Jason Gross comments on SAE feature geometry is outside the superposition hypothesis

Jason Gross 25 Jun 2024 19:33 UTC
21 points
1

I think it would be valuable to take a set of interesting examples of understood internal structure, and to ask what happens when we train SAEs to try to capture this structure. [...] In other cases, it may seem to us very unnatural to think of the structure we have uncovered in terms of a set of directions (sparse or otherwise) — what does the SAE do in this case?

I’m not sure how SAEs would capture the internal structure of the activations of the pizza model for modular addition, even in theory. In this case, ReLU is used to compute numerical integration, approximating $\int_{- π}^{π} ∣ ∣ cos (\frac{k}{2} + ϕ) ∣ ∣ cos (2 ϕ) d ϕ = \frac{4}{3} cos k$ (and/or similarly for sin). Each neuron is responsible for one small rectangle under the curve. Its input is the part of the integrand under the absolute value/ReLU, $cos (\frac{k}{2} + ϕ)$ (times a shared scaling coefficient), and the neuron’s coefficient in the fourier-transformed decoder matrix is the area element $cos (2 ϕ) d ϕ$ (again times a shared scaling coefficient).

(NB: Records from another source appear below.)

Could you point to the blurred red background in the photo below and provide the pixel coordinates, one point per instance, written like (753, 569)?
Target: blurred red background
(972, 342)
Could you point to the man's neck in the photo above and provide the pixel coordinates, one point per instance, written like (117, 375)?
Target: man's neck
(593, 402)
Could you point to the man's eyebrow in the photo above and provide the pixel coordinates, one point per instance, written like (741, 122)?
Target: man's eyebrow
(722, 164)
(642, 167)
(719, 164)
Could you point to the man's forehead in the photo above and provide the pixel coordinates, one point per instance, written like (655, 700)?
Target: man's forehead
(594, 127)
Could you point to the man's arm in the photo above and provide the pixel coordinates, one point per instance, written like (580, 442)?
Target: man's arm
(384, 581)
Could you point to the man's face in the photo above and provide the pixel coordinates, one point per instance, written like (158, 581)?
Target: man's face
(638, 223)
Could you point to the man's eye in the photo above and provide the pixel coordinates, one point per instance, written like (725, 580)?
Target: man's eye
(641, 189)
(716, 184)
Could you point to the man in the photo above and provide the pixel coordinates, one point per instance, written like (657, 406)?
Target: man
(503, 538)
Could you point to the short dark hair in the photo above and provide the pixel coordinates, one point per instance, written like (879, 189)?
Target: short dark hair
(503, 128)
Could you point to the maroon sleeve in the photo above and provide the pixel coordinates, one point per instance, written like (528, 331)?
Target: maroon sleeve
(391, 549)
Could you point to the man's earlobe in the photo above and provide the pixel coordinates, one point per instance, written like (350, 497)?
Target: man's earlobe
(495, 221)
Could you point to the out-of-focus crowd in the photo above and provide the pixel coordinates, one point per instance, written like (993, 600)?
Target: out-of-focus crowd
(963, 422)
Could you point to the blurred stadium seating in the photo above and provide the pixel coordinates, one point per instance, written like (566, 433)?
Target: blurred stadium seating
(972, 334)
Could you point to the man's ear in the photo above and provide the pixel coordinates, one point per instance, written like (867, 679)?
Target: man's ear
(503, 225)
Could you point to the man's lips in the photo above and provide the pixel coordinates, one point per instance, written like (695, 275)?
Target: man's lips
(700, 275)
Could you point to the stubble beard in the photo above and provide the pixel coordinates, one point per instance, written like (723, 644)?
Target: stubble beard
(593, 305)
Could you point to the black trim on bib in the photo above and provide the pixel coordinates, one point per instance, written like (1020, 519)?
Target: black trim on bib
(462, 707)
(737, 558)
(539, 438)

Notably, in this scheme, the only fully free parameters are: the frequencies of interest, the ordering of neurons, and the two scaling coefficients. There are also constrained parameters for how evenly the space is divided up into boxes and where the function evaluation points are within each box. But the geometry of activation space here is effectively fully constrained up to permutation of the axes and global scaling factors.

What could SAEs even find in this case?